193 Wis. 132 | Wis. | 1927

The following decision was announced June 6, 1927:

Per Curiam.

The court reserves for future determination the question whether the judge of one court of coordinate jurisdiction can determine, upon an application for a writ of habeas corpus, whether another court of co-ordinate jurisdiction had jurisdiction to enter the judgment or order which restrains the liberty of the applicant for the writ.

The court determines:

(1) That Branch No. 8 of the circuit court for Milwaukee county had jurisdiction to investigate the charges presented in the petition signed by William H. Churchill and others.

(2) That the fact that two other circuit judges sat with the presiding judge of Branch No. 8 did not change the nature of the judicial tribunal that was proceeding with its investigation under the Churchill petition or deprive Branch No. 8 of the power to punish for contempt.

(3) That it was the duty of Branch No. 8 of the circuit court for Milwaukee county to investigate the charges made in the affidavit of William B..Rubin against the three lawyers that were conducting the investigation before the court; that the court had power to proceed in the manner in which it did proceed, and to adjudge that William B. Rubin, was guilty of contempt in refusing to be sworn to give testimony to support such charges when directed so to do by the court.
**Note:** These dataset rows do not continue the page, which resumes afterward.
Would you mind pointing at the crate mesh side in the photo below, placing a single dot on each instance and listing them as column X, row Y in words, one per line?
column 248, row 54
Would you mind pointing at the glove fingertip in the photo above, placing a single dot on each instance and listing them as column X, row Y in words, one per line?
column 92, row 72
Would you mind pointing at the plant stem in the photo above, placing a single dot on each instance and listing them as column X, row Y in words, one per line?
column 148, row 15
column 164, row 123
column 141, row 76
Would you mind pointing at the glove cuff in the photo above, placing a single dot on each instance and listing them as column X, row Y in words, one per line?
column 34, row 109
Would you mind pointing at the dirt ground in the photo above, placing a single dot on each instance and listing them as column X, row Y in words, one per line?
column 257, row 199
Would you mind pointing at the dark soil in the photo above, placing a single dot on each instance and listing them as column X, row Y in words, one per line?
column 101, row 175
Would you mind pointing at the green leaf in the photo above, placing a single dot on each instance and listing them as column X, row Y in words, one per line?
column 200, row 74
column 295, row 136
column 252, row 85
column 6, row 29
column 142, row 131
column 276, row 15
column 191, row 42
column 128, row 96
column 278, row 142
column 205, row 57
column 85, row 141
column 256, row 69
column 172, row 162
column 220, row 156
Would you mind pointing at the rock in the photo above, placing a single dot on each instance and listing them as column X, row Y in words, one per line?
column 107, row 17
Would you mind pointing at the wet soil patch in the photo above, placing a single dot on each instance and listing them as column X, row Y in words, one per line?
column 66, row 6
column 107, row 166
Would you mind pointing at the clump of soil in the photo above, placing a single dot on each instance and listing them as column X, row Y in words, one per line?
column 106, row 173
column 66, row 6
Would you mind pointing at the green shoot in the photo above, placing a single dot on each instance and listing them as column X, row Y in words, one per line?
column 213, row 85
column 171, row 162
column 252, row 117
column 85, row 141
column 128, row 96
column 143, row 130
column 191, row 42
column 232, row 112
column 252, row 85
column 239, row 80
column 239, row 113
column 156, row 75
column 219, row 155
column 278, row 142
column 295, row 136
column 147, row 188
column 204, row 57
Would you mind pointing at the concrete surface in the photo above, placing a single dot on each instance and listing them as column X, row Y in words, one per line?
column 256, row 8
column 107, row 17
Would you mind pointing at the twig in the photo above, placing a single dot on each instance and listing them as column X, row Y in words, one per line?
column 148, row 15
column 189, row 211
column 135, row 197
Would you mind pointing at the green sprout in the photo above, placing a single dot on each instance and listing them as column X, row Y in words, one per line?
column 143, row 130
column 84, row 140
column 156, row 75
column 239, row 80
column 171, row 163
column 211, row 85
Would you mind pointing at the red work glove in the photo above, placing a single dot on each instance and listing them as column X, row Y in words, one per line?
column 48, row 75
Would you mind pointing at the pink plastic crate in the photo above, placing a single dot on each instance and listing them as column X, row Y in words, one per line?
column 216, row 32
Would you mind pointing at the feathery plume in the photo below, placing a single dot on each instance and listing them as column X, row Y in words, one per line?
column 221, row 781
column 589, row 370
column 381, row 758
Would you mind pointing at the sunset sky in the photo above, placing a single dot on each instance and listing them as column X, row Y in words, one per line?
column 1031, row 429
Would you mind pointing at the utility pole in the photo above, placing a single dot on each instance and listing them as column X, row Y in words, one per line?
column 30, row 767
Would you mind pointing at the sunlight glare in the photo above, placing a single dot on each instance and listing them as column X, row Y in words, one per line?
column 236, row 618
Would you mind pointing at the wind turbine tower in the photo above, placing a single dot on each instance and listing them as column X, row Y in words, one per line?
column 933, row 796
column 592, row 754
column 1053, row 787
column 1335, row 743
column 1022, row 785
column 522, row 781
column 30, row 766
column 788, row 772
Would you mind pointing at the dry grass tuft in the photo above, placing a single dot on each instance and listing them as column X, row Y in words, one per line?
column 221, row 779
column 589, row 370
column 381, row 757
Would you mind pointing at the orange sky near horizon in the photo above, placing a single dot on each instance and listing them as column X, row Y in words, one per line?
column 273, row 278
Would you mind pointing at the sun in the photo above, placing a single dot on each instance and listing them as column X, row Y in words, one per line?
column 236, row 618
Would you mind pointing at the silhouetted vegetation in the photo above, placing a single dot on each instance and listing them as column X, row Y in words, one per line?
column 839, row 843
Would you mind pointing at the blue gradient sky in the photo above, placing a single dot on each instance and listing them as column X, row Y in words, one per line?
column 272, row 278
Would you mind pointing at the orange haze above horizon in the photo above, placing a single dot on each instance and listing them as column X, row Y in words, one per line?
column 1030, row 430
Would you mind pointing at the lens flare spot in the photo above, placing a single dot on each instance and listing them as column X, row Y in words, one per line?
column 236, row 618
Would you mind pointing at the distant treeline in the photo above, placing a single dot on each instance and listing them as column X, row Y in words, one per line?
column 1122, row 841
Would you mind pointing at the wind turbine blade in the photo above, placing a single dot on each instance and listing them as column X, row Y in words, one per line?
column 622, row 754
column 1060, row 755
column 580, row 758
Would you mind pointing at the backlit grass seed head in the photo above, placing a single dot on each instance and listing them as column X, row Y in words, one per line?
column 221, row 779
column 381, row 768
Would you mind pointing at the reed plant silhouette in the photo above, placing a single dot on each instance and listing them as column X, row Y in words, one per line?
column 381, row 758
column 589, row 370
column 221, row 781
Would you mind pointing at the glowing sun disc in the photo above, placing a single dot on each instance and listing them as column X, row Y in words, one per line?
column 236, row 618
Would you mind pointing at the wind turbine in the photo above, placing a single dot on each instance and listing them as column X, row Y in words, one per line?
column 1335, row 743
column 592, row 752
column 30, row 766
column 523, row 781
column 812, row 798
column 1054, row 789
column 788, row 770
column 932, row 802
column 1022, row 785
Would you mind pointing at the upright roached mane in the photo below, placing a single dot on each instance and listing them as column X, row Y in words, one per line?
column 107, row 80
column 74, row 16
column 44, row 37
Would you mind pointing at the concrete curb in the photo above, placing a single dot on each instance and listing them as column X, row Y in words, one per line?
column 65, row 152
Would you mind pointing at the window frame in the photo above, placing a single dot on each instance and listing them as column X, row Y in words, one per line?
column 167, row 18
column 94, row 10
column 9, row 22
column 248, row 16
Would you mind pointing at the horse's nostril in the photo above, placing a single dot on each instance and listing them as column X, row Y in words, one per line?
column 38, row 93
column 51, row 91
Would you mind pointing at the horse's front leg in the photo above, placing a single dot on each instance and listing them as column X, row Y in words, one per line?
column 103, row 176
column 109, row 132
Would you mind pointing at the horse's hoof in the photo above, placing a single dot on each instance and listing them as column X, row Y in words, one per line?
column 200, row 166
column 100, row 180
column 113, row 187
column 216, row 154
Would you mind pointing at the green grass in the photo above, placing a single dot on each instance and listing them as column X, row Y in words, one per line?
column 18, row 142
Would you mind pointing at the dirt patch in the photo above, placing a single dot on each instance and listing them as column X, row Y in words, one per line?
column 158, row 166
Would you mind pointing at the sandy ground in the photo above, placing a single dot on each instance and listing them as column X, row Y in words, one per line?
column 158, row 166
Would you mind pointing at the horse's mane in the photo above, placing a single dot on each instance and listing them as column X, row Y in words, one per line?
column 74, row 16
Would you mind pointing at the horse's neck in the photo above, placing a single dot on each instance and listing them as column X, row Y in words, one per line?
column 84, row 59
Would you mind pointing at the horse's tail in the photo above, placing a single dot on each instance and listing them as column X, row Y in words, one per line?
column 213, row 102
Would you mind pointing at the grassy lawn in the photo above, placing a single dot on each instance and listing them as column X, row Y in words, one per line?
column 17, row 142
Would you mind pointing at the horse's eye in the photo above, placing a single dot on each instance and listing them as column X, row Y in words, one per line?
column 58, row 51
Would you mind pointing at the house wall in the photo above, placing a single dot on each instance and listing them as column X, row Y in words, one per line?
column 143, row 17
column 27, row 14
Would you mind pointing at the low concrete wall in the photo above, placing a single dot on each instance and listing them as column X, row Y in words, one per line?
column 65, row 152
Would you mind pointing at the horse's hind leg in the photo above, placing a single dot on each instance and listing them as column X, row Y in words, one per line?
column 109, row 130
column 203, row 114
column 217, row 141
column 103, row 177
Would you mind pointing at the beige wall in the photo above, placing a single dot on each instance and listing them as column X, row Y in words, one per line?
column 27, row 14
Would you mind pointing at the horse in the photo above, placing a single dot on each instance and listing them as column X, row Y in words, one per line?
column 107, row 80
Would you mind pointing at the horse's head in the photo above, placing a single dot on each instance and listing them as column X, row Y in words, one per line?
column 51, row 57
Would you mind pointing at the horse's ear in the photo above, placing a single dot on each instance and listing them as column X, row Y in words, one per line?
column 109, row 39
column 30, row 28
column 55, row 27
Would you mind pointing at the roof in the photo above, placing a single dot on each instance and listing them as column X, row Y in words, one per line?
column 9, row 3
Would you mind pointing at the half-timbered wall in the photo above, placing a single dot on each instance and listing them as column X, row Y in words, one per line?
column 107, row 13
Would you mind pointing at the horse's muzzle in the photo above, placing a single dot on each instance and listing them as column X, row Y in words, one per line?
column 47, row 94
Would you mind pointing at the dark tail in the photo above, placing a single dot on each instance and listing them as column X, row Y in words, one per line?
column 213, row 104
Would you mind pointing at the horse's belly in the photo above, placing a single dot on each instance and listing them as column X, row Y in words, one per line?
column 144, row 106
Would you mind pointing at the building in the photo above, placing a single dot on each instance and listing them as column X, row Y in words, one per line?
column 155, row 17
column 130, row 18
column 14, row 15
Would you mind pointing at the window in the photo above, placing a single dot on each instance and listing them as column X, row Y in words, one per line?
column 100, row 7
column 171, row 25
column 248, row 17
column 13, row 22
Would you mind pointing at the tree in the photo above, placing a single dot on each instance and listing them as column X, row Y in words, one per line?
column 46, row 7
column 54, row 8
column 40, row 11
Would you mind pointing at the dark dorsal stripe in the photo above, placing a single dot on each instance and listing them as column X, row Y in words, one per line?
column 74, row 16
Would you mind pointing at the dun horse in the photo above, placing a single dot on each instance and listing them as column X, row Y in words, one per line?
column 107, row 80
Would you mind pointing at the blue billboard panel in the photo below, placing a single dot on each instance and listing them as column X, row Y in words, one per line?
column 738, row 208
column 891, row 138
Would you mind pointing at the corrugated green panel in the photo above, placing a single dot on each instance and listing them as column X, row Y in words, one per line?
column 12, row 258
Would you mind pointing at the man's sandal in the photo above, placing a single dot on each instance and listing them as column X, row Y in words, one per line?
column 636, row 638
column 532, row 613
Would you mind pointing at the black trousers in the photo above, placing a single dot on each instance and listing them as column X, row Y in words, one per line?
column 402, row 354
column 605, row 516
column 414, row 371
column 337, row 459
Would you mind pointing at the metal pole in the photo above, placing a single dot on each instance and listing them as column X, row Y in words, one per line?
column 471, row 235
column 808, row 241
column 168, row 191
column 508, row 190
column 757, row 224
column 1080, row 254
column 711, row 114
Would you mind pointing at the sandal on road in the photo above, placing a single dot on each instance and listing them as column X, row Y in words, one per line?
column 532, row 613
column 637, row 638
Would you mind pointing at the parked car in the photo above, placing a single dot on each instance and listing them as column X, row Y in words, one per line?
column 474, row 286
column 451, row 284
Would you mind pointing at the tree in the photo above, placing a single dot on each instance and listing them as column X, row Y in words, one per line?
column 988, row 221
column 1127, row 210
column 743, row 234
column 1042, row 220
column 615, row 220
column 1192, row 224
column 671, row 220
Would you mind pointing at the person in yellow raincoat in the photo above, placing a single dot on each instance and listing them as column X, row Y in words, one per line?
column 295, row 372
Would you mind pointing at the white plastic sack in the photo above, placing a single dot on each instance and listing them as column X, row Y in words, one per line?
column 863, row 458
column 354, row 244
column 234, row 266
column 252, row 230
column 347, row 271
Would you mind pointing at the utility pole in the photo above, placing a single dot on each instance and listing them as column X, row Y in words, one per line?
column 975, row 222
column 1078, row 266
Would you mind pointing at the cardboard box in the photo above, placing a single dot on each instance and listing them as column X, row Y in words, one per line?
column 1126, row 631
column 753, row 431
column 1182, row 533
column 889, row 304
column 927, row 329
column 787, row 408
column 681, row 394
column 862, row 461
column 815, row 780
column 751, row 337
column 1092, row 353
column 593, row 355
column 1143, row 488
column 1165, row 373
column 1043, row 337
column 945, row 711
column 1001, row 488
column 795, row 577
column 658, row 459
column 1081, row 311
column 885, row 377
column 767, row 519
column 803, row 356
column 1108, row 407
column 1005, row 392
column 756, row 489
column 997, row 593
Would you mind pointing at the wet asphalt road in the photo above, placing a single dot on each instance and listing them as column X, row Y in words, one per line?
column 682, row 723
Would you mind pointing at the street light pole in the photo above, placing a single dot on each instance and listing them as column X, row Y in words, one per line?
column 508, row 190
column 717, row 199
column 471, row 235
(4) That upon the facts appearing upon the verified petition for the writ of habeas corpus the judge of Branch No. 1 of the circuit court for Milwaukee county should not have issued the writ,

*135(5) That a peremptory writ of mandamus issue commanding the judge of Branch No. 1 of the circuit court for Milwaukee county to quash the writ of habeas corpus and remand William B, Rubin to the custody of the sheriff.

So ordered.

The following memorandum was filed June 6, 1927:

Crownhart, J.

I withhold decision in this case until I can give it full consideration. It involves matters of very grave importance. It was hastily presented. The record is very long. I have been unable to give the matter the careful study that the case demands. The effect of the decision may have "far-reaching results in the future, and this court should have at least the usual time to meet and solve the issues presented.

The following opinion was filed June 20, 1927:

Stevens, J.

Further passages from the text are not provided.